The total cost of treating AIDS also took a clear downward turn starting in 2015, as the number of new cases fell off.

"I will say it three times: This is theoretical, this is theoretical, this is theoretical," Montaner told the conference as his "End-of-AIDS" graph was projected onto a half-dozen screens in the cavernous main hall of the Metro Toronto Conference Centre.

This conference's slogan was "Time to Deliver," a reference to the urgency with which triple therapy needs to be brought to the developing world. Only 1.5 million people there are getting it, even though 6.8 million need treatment immediately. According to data presented here, many get treatment only when their disease is so far advanced that the drugs are much less effective.

Nobody expects everybody in the world who has HIV to be treated -- not soon, or ever. Nevertheless, Montaner's point impressed many.

"Treated people just simply become less infectious. This is win-win. This is not a subject that requires debate," said Mark A. Wainberg, head of McGill University's AIDS program and one of the co-chairs of the meeting.

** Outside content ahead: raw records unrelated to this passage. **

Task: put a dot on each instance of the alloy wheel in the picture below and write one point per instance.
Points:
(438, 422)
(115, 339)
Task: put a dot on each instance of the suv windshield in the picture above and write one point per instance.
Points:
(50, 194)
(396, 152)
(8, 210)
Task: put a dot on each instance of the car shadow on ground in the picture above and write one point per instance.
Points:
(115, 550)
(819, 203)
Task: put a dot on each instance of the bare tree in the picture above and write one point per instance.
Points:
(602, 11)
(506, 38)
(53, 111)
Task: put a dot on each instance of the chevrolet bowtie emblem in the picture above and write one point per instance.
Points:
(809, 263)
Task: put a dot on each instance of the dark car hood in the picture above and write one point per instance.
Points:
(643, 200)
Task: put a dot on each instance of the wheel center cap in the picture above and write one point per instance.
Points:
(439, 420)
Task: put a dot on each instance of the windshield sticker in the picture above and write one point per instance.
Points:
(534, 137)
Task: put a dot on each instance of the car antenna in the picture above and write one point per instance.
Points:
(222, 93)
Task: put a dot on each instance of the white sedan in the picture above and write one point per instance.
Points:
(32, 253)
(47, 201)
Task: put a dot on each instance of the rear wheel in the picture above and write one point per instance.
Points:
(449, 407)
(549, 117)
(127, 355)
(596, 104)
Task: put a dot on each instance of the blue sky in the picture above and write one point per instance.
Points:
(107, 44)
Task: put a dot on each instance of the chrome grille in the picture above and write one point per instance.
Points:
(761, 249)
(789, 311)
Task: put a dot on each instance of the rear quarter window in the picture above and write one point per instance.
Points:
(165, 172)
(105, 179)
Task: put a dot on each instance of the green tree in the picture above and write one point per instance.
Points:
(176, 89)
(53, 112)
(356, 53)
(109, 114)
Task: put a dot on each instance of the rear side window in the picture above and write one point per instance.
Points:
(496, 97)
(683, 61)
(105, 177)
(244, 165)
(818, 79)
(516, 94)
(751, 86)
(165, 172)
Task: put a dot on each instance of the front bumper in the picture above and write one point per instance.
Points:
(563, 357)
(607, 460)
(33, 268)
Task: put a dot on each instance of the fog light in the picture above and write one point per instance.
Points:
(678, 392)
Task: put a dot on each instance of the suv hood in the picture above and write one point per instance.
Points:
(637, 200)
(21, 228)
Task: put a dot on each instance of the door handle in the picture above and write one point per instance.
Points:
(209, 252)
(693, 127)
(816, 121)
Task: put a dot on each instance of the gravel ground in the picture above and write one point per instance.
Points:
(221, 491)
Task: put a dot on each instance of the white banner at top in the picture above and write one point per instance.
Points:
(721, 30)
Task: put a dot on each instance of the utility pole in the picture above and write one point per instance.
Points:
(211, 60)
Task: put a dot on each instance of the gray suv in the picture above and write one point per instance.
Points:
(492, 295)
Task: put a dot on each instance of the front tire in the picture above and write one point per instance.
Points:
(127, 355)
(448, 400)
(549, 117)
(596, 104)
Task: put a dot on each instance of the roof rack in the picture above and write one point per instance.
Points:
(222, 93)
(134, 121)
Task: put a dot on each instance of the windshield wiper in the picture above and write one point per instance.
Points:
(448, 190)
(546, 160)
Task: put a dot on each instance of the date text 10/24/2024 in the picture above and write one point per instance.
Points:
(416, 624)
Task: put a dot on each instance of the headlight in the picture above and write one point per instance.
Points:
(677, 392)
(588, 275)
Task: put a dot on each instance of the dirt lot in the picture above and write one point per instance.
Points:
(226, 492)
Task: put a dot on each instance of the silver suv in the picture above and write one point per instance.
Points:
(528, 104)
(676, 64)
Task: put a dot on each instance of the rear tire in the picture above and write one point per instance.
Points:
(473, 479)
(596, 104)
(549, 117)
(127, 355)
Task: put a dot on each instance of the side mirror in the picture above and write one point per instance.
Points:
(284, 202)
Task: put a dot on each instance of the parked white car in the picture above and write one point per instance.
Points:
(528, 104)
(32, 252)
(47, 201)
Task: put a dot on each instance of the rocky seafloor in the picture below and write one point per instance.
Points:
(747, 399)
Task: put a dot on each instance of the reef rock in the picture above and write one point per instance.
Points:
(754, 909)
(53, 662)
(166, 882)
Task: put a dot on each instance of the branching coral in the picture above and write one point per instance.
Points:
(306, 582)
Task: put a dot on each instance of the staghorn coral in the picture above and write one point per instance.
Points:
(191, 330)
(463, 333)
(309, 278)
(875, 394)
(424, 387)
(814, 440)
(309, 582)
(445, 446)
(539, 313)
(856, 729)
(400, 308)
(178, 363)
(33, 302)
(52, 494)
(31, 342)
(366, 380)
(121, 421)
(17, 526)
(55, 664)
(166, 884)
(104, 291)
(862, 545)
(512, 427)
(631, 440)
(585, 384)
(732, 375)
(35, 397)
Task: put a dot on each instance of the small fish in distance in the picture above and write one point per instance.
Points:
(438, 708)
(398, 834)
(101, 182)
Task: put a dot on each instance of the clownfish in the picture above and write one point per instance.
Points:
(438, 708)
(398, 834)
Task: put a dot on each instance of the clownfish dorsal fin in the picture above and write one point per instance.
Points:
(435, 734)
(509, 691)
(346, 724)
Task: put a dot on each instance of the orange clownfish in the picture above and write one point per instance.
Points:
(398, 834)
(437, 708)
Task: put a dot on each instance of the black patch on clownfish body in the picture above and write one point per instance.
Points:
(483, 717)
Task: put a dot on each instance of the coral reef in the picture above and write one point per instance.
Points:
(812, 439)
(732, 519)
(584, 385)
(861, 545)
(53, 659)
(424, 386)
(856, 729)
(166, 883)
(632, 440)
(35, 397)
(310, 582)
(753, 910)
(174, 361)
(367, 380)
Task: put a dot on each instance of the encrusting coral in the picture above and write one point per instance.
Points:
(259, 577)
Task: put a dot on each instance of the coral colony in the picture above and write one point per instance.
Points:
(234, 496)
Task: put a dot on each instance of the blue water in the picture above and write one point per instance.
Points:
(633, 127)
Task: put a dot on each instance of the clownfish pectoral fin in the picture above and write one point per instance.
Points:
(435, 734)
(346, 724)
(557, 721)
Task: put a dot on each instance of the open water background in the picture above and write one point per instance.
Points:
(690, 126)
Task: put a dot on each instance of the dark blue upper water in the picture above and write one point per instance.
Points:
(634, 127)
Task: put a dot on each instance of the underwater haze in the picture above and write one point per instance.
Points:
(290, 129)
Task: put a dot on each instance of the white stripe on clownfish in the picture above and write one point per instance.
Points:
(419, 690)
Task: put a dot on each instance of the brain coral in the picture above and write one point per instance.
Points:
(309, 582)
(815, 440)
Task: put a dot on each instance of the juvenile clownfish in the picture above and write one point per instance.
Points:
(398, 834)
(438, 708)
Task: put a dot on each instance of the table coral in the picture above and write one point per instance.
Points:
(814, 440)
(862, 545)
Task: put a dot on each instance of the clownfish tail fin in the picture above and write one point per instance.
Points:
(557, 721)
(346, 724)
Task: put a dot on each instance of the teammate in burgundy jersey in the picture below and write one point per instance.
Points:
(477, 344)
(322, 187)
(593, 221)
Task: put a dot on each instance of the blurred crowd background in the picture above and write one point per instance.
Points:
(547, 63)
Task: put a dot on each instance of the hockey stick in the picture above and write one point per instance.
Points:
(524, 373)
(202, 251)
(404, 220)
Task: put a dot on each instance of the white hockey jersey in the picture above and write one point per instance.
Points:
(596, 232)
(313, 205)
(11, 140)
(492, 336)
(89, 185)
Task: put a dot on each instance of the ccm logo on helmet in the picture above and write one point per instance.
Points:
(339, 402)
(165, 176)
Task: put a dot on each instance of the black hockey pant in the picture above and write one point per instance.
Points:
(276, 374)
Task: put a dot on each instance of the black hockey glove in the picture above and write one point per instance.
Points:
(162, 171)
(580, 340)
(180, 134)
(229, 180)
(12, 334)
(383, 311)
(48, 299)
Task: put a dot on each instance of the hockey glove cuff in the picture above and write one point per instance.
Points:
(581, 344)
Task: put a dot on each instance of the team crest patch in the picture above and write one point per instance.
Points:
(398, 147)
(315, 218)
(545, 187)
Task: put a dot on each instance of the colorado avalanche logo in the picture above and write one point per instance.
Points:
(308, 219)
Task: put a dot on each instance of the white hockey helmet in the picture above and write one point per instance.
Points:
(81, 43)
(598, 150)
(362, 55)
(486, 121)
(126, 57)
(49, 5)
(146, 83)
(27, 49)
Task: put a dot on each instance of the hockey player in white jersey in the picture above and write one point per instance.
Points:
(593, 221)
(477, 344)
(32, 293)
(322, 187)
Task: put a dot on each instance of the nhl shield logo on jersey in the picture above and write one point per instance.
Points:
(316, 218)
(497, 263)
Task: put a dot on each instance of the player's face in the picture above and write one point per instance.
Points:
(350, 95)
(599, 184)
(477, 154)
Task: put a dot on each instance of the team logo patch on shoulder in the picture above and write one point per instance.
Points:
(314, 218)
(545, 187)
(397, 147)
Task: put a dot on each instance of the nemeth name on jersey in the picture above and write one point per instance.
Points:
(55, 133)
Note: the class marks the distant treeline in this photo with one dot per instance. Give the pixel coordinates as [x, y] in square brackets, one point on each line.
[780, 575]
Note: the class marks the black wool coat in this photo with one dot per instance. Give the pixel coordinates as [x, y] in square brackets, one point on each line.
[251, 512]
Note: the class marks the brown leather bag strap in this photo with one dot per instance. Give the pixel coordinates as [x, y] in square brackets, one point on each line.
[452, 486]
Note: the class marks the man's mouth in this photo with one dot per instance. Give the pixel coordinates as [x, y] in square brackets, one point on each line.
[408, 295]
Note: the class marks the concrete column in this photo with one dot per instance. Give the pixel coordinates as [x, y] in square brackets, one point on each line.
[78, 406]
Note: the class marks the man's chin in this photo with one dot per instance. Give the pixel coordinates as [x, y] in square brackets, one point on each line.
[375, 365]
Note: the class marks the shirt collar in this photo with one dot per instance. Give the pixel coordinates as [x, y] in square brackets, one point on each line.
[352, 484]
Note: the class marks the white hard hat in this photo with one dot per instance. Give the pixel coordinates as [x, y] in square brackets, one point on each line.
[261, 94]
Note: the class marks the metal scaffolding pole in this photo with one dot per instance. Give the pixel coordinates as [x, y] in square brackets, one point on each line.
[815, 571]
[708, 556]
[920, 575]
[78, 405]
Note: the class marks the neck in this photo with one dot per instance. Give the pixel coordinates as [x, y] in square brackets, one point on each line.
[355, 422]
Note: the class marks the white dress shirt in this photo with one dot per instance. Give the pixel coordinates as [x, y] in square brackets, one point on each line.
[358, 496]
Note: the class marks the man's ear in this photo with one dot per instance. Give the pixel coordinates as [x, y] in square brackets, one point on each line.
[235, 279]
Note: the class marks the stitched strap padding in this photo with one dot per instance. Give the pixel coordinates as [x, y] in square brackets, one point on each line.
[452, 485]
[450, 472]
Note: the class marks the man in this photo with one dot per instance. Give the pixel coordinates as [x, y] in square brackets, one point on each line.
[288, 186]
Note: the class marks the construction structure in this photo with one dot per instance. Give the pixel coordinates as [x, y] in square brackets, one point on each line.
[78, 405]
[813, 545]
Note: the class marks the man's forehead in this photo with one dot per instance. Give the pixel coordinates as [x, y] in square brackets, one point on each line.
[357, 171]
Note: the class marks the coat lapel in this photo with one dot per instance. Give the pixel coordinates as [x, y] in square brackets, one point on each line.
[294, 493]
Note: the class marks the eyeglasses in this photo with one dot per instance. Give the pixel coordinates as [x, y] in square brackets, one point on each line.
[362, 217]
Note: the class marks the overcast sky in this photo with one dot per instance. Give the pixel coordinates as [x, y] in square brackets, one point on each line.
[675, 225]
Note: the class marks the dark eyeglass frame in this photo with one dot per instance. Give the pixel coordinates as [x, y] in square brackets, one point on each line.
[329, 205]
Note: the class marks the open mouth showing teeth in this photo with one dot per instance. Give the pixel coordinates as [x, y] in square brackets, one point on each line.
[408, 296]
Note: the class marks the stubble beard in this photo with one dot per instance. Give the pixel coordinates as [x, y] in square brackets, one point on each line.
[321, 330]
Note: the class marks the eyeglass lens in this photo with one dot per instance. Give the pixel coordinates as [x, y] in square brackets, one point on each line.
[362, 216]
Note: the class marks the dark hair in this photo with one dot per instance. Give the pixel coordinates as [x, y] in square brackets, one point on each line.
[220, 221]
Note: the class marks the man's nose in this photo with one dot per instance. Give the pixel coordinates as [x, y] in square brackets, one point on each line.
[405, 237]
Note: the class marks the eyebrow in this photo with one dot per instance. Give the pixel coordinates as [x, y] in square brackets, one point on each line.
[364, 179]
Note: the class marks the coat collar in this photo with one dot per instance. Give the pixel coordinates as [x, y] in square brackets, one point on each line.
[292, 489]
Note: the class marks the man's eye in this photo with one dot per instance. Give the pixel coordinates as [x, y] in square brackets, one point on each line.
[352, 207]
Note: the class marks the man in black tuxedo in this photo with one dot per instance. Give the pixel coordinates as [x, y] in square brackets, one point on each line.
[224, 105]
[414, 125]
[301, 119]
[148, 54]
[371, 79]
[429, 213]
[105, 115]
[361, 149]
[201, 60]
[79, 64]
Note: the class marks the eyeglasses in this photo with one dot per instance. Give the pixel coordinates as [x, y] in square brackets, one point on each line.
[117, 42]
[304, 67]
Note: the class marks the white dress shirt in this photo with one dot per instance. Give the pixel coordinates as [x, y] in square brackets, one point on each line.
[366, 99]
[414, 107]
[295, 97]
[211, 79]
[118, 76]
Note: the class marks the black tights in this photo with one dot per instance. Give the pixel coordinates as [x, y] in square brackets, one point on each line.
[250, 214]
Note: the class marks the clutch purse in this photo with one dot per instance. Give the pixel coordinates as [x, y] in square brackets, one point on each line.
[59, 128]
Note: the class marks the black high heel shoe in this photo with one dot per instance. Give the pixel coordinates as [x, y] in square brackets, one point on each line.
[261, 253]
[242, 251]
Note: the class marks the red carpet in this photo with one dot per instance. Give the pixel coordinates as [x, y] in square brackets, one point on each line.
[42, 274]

The real power of treatment's preventive effect is that it would synergize with other preventive strategies that may roll out a massive scale in the next five to eight years.

Microbicides got a huge rhetorical boost here, as the two star speakers, Microsoft founder Bill Gates and former president Bill Clinton, both touted their promise.

Results are expected over the next three years on the ones now in field tests, which block HIV in nonspecific ways. However, researchers reported early tests of a vaginal ring imbedded with an antiretroviral compound called TMC120 that specifically kills HIV. A woman could keep the ring in for a month, and it would leach out the compound that entire time, protecting her. Further studies, including testing whether African women would accept such a device, are planned.

Also awaited are the results of two studies, underway in Africa and North and South America, testing whether daily doses of the drug acyclovir reduce the risk of HIV infection in people with genital herpes, and in their partners. Herpes infection doubles a person's chance of acquiring HIV and increases an infected person's chance of transmitting it fivefold.

Two big studies of circumcision, which earlier research suggests reduces a man's chance of getting HIV by 60 percent, will have results by the end of next year.

"We think that's great," said Mark R. Dybul, an AIDS physician recently sworn in as the head of the Bush administration's global AIDS program, operated out of the State Department. "You can't just have a treatment program. You have to have prevention and care and treatment."

The next conference will be held in two years in Mexico City.